A brief overview of the New Testament Part 2

+JMJ+ I enjoyed working up last week’s post (Dr Bergsma’s overview of the New Testament) so much, I’m going to share part 2 of his presentation with you tonight, covering the Gospel of Matthew, and using the same memory devices—stick figures—that he used last time. The text will be quoted or paraphrased from the video unless otherwise noted. None of the following is original, I’m taking it all from his video.

Last week’s post

Video, A brief overview of the New Testament, Part 2, by Dr. John Bergsma.

The Gospel of Matthew makes the transition from the Old Covenant era to the New, from the era of Jewish expectation to the era of the Church. 

Image 1: The theme of Matthew’s Gospel is that the Kingdom has come and he presents Jesus from beginning to end as the Davidic King. The New Exodus is also portrayed in the Gospel.

“The book of the genealogy of Jesus Christ, the son of David, the son of Abraham.” Matthew 1:1

The term, son of David, was more than a few words. It was a royal title, and gave you a claim on the throne of David. This title put Jesus into conflict with and a rival of the Herodians. So this is a political and a religious statement. Royal imagery also concludes Matthew’s Gospel. 

“All authority in heaven and on earth has been given to me. Go therefore and make disciples of all nations, baptizing them…and teaching them to observe all that I have commanded you.” CITE Matthew 28:18-19.

Right there Jesus just claimed royal authority over the entire universe. And He sends out His apostles as His viceroys. 

“The study of Scripture is not an end in itself, it is a means to an end which is to live the fullness of charity.”

Now we’re going to do with this video what we did with last week’s video: we’re going to draw the drawings on a sheet of paper. Remember, they’re stick figures, so artistic talent is not necessary. (Good thing cuz I ain’t got none!)

Image  2: The Gospel of Matthew begins with the genealogy of Jesus and His Birth (Matt 1-2). So we’ll draw a Christmas star on the left side of the page.

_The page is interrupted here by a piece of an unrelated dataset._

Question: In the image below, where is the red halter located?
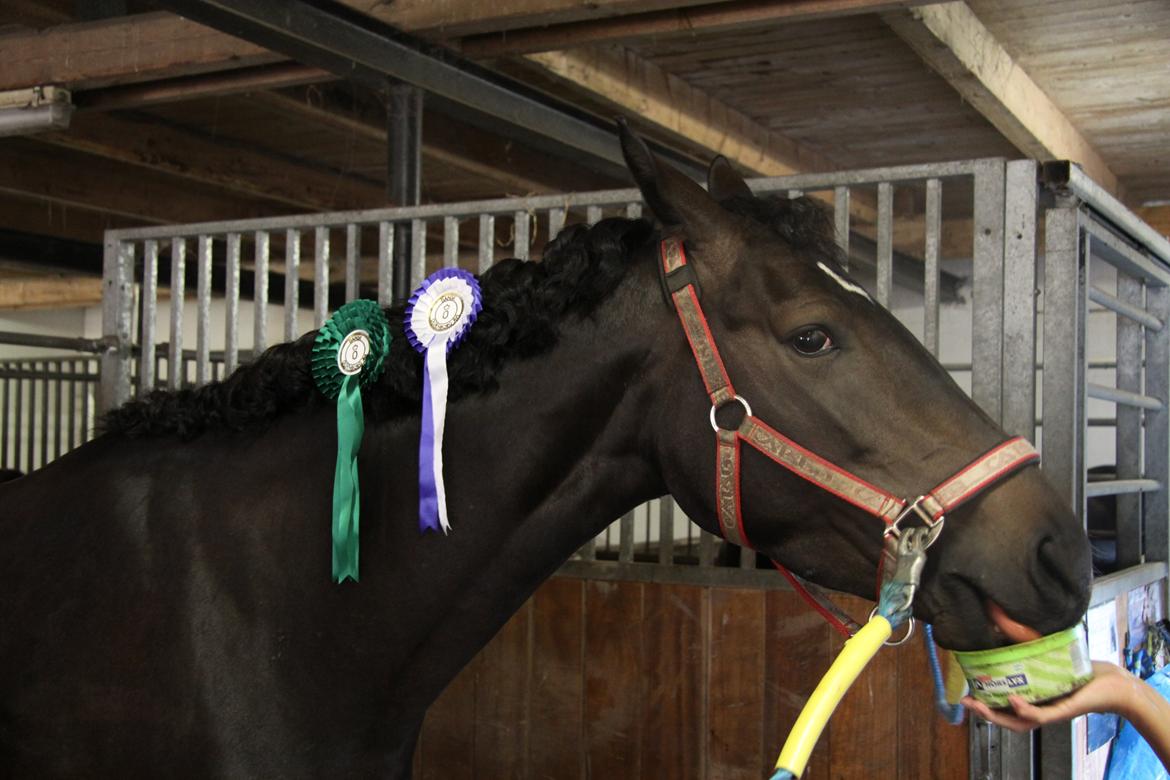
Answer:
[660,237,1040,630]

Image 3: Matthew ends with his account of Easter, so we’ll draw a cross on the right side of the page (Matt 26-28).

Imaege 4: In the background of Matthew’s Gospel is a very important figure from Jewish tradition: Moses. So we’ll draw a stick figure holding tablets in his hands (for five books of the Torah). His face is shining (I thought that was some crazy stick-out hair when I first saw it), and we’ll sketch him in lightly because he is a background figure. 

Image 5: Dr. Bergsma mentions that Matthew was a trained Pharisee and for the Pharisees, Moses was the Great Lawgiver, and they were adamant about being faithful to the Mosaic tradition. And Matthew portrays Jesus as the New Moses. The Davidic King dominantly, but the New Moses, too, leading the New Exodus. Matthew’s Gospel is divided into five sections to “recaptulate the Five Books of Moses.” So we’ll draw a stick figure for Jesus as the New Moses holding a scroll with His hand upraised in teaching, with a crown (royalty) and a halo on His head (divinity). 

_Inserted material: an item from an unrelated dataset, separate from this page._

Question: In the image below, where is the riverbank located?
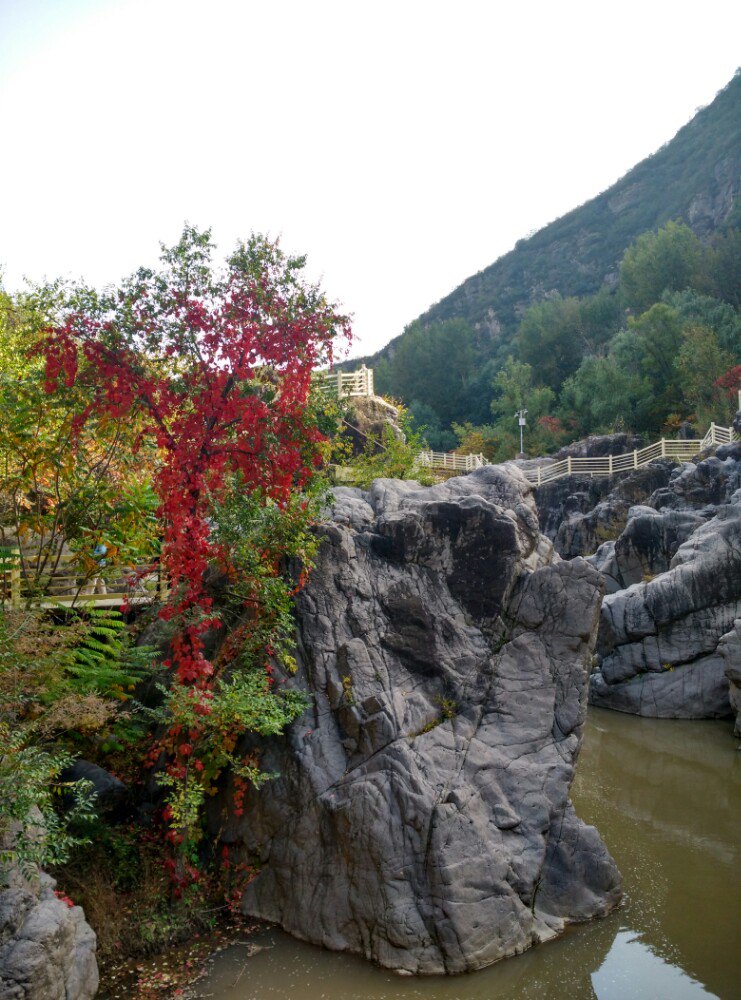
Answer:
[185,709,741,1000]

Image 6: There is a pattern to Matthew’s Gospel: he gives an account of Jesus’s travels and miracles, then at the end of each section he gives a discourse. The first section is Matt 3-7. Chapters 3-4 are the travels and miracles, and 5-7 is the sermon. The first sermon is also the longest discourse, the Sermon on the Mount, or the Beatitudes. Note that Jesus gives this Sermon on a mountaintop paralleling Moses on Mount Sinai. 

Image 7: You won’t have to draw a stick figure for Jesus again. Now we’re just going to draw scrolls. For the second sermon draw two scrolls for Matt 8-10. In this section we have more of the account of Jesus’s life and then the second sermon or teaching which is the Lord’s great Mission statement. 

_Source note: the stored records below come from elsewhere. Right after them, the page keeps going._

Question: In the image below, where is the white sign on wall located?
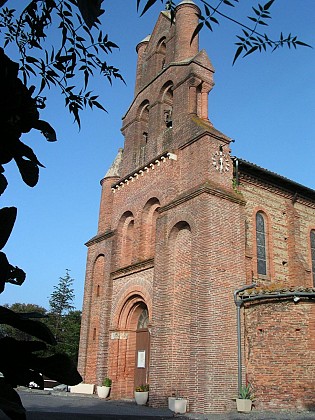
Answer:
[137,350,145,368]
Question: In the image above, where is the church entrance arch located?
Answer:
[114,294,150,397]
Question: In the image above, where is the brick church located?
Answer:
[79,0,315,413]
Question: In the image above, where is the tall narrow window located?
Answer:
[311,230,315,287]
[256,212,267,276]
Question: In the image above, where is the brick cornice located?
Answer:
[239,173,315,208]
[159,181,246,213]
[111,258,154,280]
[84,230,115,247]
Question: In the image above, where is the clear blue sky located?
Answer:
[0,0,315,309]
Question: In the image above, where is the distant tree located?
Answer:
[45,310,81,364]
[0,303,47,341]
[49,269,75,316]
[46,269,81,363]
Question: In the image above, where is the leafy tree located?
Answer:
[137,0,310,64]
[45,311,81,364]
[0,303,47,341]
[49,269,75,317]
[46,270,81,363]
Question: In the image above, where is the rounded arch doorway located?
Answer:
[109,292,151,398]
[134,303,150,387]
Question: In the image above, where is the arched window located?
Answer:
[137,101,149,165]
[141,197,160,259]
[137,308,149,330]
[117,211,134,266]
[311,229,315,287]
[256,212,268,276]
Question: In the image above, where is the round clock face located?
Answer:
[212,151,230,173]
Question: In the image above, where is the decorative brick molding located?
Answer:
[112,152,177,193]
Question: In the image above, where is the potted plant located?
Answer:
[97,378,112,398]
[236,383,254,413]
[168,397,187,414]
[135,384,149,405]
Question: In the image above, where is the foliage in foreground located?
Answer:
[0,0,309,419]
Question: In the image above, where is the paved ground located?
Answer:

Image 8: Draw three scrolls. Matt 11-12 are the account of Jesus’s life and Matt 13 is the Sermon or Discourse on the Mystery of the Kingdom (includes seven parables on the Kingom).

Image 9: Draw four scrolls. Matt 14-17 are an account of the Lord’s life and ministry, and Matt 18 is the Sermon or Discourse on Mercy.

Image 10: Draw 5 scrolls. Matt 19-23 are an account of Our Lord’s life and ministry, and Matt 24-25 are the Sermon or Discourse on the Mount of Olives. 

See the symmetry here: Matthew begins his Gospel with the account of Christmas and ends it with the account of Easter; he divides his Gospel into five sections paralleling the Five Books of Moses; and he ends each section with a discourse. Jesus opens His public ministry with the Sermon on the Mount, giving His basic teaching for the Christian life in the Kingdom, and He ends it with His great Eschatological Sermon on the End Times (the ar-Mageddon Sermon).And just as Moses gave the Passover to the Chosen People, Jesus gives the New Passover (the Eucharist) to His Followers, the Church, as we near the end of Matthew’s Gospel. Then we have the account of Easter and the Resurrection and the Great Commission in Matt 26-28. 

Wow. I don’t know that I’ve ever seen that pattern illustrated (literally) so clearly. I hope you found it as helpful as I did. 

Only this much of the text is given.